Direct answer

What Is a Carbon Border Adjustment?

A carbon border adjustment levies a charge on imports to reflect their embedded carbon content, but quantitative evidence shows this instrument is far weaker than commonly assumed when layered onto existing tariff distortions.

carbon border adjustmentCBAMborder carbon taxtrade and climate

A carbon border adjustment, sometimes called a CBAM or border carbon tax, imposes a charge on imported goods proportional to their embedded carbon content. The policy has two stated aims: prevent carbon leakage (the relocation of emissions-intensive production to jurisdictions without carbon pricing) and level the competitive playing field for domestic firms that face a carbon price.

The logic and its limits

The textbook case for border carbon adjustments is straightforward. If country A prices carbon domestically at $50 per ton, its steel producers face higher costs than competitors in country B, which has no carbon price. A border adjustment charges B's steel an equivalent levy at A's border, eliminating the cost asymmetry. Leakage falls, and A's carbon price can bite without destroying its trade-exposed industries.

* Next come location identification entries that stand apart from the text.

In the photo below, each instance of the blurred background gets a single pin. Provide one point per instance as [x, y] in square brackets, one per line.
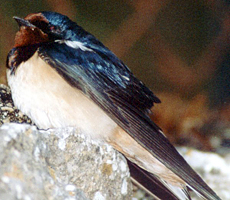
[179, 49]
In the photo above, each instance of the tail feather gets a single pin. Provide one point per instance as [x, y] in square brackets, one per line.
[156, 187]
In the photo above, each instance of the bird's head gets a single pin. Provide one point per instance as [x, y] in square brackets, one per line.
[45, 27]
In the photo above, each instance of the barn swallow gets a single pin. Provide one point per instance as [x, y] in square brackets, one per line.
[60, 75]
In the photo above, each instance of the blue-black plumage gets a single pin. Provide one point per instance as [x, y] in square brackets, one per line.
[85, 64]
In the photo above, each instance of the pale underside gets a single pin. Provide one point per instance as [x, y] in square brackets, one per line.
[41, 93]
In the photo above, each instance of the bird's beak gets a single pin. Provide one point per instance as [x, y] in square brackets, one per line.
[23, 22]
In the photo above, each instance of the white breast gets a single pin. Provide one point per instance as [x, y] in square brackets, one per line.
[42, 94]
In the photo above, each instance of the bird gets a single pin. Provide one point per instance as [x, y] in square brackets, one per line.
[60, 75]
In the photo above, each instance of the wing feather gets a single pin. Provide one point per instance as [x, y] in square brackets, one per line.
[109, 83]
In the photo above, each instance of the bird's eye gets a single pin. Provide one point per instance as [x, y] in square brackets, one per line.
[52, 28]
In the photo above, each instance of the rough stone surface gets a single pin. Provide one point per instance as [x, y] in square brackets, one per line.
[8, 113]
[59, 164]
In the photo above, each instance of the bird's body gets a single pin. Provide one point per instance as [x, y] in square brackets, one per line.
[61, 76]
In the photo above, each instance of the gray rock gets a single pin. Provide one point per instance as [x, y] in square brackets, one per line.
[59, 164]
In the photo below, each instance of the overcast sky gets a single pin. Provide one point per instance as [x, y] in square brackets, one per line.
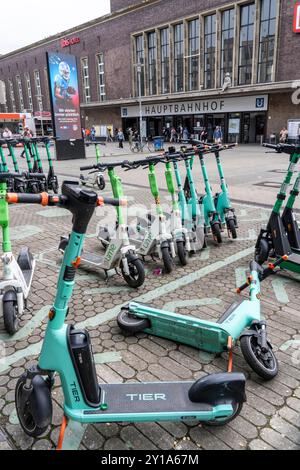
[23, 22]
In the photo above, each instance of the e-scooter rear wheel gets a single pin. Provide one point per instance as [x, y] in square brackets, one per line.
[264, 363]
[131, 323]
[262, 250]
[10, 317]
[167, 259]
[237, 408]
[182, 253]
[232, 229]
[216, 231]
[35, 410]
[136, 276]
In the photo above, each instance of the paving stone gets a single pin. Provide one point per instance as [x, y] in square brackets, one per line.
[162, 439]
[259, 444]
[92, 439]
[207, 440]
[134, 440]
[277, 440]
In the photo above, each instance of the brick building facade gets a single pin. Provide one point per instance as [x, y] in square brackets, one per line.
[195, 45]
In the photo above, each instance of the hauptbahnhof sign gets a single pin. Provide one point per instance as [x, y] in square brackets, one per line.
[219, 105]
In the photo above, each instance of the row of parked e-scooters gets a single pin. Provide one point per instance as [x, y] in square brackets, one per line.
[215, 399]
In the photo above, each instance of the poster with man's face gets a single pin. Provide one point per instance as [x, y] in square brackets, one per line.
[64, 92]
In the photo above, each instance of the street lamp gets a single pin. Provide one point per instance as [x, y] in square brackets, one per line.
[139, 77]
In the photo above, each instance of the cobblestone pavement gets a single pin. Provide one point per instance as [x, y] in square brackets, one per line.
[271, 417]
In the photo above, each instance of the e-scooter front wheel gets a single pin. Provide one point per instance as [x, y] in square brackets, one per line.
[182, 253]
[263, 362]
[216, 231]
[131, 323]
[167, 259]
[34, 407]
[10, 317]
[136, 276]
[232, 228]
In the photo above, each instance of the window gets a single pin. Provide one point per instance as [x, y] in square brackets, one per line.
[47, 93]
[20, 92]
[227, 42]
[101, 77]
[86, 80]
[152, 63]
[165, 60]
[267, 40]
[12, 95]
[246, 44]
[29, 92]
[140, 75]
[38, 89]
[209, 51]
[193, 59]
[178, 57]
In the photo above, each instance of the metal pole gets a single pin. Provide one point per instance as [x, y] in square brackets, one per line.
[139, 72]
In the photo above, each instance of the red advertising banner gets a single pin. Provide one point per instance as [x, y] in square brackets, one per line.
[296, 28]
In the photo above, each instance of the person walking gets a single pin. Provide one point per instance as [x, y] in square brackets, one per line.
[283, 135]
[27, 134]
[93, 134]
[121, 138]
[218, 135]
[173, 135]
[204, 135]
[7, 134]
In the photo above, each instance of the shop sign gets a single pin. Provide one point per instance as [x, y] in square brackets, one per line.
[209, 106]
[297, 18]
[69, 42]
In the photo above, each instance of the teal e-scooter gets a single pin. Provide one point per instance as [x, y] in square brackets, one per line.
[241, 322]
[214, 399]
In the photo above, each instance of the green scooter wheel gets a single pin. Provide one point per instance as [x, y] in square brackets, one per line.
[182, 253]
[10, 317]
[237, 408]
[167, 259]
[264, 363]
[131, 323]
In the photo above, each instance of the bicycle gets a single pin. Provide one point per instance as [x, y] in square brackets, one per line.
[138, 146]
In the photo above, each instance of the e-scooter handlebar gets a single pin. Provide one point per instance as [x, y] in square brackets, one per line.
[46, 199]
[264, 274]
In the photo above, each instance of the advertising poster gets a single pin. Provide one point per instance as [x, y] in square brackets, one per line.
[64, 92]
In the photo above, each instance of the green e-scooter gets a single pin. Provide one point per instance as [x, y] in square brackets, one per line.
[119, 252]
[241, 322]
[215, 399]
[95, 178]
[273, 241]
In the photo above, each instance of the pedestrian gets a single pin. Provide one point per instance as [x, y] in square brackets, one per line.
[173, 135]
[88, 135]
[204, 135]
[121, 138]
[130, 136]
[185, 134]
[108, 135]
[7, 134]
[218, 135]
[283, 135]
[93, 134]
[27, 134]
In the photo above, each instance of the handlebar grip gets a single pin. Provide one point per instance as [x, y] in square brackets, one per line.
[271, 146]
[21, 198]
[92, 167]
[102, 201]
[245, 286]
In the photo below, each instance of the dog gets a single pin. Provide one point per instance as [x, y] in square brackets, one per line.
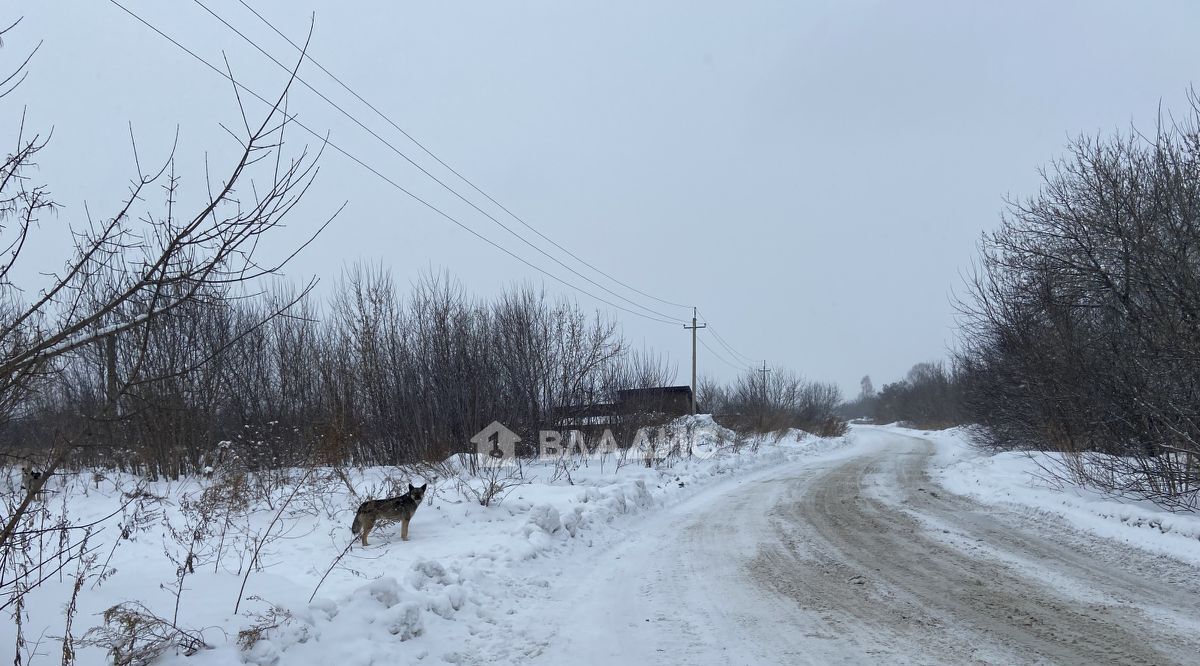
[391, 509]
[30, 479]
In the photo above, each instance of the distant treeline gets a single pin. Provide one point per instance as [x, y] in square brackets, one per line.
[1081, 323]
[372, 377]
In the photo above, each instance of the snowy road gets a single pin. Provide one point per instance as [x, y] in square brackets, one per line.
[862, 559]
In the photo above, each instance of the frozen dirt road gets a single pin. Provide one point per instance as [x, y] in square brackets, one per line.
[862, 559]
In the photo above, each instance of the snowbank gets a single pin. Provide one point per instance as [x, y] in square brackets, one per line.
[443, 597]
[1020, 480]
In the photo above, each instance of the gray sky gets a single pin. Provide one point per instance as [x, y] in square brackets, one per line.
[814, 175]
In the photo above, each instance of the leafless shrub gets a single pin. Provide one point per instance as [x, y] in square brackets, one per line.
[132, 635]
[1083, 321]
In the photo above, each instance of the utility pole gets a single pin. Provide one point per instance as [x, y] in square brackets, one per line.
[694, 327]
[762, 408]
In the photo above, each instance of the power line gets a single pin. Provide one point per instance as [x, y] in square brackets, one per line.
[720, 358]
[451, 169]
[729, 347]
[381, 175]
[426, 172]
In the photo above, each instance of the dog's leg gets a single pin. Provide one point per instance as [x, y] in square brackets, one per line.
[367, 523]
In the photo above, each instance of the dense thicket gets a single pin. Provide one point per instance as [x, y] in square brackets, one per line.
[774, 401]
[1083, 324]
[375, 377]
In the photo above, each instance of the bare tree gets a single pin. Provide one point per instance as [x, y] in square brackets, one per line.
[129, 287]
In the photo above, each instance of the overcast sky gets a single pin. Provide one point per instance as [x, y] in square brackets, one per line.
[814, 175]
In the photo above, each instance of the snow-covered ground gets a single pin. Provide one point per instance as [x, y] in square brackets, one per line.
[615, 559]
[447, 595]
[1032, 483]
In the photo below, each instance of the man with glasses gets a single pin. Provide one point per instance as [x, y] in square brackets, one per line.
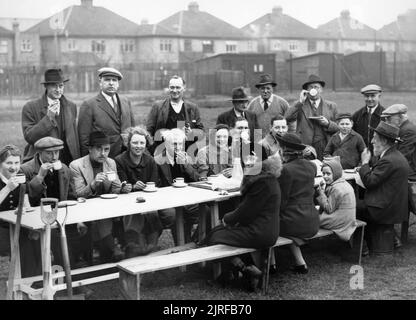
[267, 105]
[174, 112]
[369, 115]
[52, 115]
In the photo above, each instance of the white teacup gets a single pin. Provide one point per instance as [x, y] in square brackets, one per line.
[111, 175]
[179, 181]
[57, 165]
[21, 178]
[150, 186]
[313, 92]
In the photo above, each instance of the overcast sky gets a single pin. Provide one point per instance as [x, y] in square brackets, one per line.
[374, 13]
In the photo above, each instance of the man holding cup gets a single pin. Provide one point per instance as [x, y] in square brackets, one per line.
[93, 175]
[315, 117]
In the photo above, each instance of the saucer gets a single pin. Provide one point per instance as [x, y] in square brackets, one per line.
[179, 185]
[109, 196]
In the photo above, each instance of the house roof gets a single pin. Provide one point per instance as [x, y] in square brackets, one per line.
[346, 27]
[88, 21]
[279, 25]
[404, 28]
[200, 24]
[5, 32]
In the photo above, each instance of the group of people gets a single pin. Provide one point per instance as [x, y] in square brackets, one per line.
[99, 150]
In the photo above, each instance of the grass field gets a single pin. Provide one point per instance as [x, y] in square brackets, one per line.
[329, 260]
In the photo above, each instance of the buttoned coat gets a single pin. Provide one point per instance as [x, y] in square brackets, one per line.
[158, 116]
[300, 112]
[97, 114]
[37, 189]
[36, 125]
[82, 175]
[386, 195]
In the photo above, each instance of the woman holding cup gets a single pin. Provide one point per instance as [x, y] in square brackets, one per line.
[138, 170]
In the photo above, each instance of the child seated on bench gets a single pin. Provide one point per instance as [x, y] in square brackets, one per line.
[337, 201]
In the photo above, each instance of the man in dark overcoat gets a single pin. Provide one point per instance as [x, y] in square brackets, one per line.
[52, 115]
[107, 112]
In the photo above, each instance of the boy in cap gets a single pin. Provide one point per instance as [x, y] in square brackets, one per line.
[347, 144]
[90, 178]
[52, 115]
[108, 112]
[369, 115]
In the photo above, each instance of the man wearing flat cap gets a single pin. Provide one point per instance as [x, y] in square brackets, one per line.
[267, 105]
[93, 175]
[396, 115]
[107, 112]
[314, 117]
[386, 197]
[369, 115]
[52, 115]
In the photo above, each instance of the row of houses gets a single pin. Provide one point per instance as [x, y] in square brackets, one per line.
[89, 35]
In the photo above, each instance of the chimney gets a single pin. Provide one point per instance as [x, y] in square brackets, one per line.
[345, 14]
[193, 6]
[86, 3]
[277, 11]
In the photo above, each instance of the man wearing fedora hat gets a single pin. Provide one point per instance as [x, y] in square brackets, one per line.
[52, 115]
[240, 100]
[369, 115]
[267, 105]
[386, 197]
[314, 116]
[108, 112]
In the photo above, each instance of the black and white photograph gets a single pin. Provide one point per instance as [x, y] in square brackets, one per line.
[207, 155]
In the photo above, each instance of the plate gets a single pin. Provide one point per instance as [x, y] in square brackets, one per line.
[67, 203]
[109, 196]
[179, 185]
[150, 190]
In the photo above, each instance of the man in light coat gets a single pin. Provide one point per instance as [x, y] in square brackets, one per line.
[107, 112]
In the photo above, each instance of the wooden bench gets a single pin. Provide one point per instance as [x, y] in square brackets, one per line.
[131, 271]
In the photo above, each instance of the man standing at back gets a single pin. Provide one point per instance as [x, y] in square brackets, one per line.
[174, 112]
[267, 105]
[52, 115]
[107, 112]
[369, 115]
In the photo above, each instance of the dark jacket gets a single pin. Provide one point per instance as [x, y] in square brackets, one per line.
[36, 125]
[298, 215]
[158, 116]
[309, 130]
[386, 195]
[349, 149]
[360, 118]
[408, 146]
[38, 190]
[255, 222]
[98, 114]
[229, 119]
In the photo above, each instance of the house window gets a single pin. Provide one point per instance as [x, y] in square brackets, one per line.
[127, 46]
[72, 45]
[26, 46]
[166, 45]
[293, 46]
[231, 46]
[207, 46]
[3, 46]
[258, 68]
[98, 46]
[187, 45]
[311, 45]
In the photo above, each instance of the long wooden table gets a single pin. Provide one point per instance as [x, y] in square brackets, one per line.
[124, 205]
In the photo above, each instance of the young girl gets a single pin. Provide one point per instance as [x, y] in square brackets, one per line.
[337, 201]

The difficulty is that real-world tariffs are not zero, and they are not set to correct externalities. Farrokhi and Lashkaripour (2025) quantify the gap between the textbook and reality. In their calibrated model with 64 countries, 40 sectors, and full input-output linkages, carbon border taxes layered onto existing tariff structures deliver 3.4 percent of the globally optimal carbon reduction. The number is not a rounding error in the model; it reflects the structural problem of adding a second-best correction on top of a first-best-incompatible base.

Why the number is so low

Three forces drive the result. First, existing tariffs already distort trade patterns, so the carbon adjustment does not operate on a clean margin. Second, input-output linkages mean that a border tax on final goods misses the carbon embedded in intermediate inputs, which often cross borders multiple times. Third, without a participation constraint, countries that do not impose carbon pricing face no penalty beyond the border charge itself, which is a price adjustment, not an enforcement mechanism.

What works better

The same paper shows that climate clubs, coalitions that condition full market access on adoption of a common carbon price, achieve 33 to 68 percent of the optimal reduction. The difference is categorical: the club solves the participation problem that border adjustments leave untouched. Separately, Farrokhi, Lashkaripour, and Taheri (2025) demonstrate that embedding carbon-pricing commitments in trade agreements, paired with revenue redistribution through a Global Climate Fund, can sustain a carbon price near $119 per ton and halve global emissions. Border adjustments may be part of that architecture, but they cannot substitute for it.

Related papers

Can Trade Policy Mitigate Climate Change?

This paper asks whether trade policy can solve free-riding in climate cooperation. It shows that ordinary border taxes do little on their own, while climate-club style penalties can deliver much larger emissions cuts.

Related topics

Key questions

Can border adjustments solve climate coordination on their own?

The quantitative evidence says no. Farrokhi and Lashkaripour (2025) find that carbon border taxes, applied on top of existing tariff structures across 64 countries and 40 sectors, deliver only 3.4 percent of the globally optimal carbon reduction. The existing tariff distortions absorb most of the corrective effect. Achieving meaningful reductions requires either coordinated club-style enforcement or embedding climate obligations directly in trade agreements with redistribution mechanisms.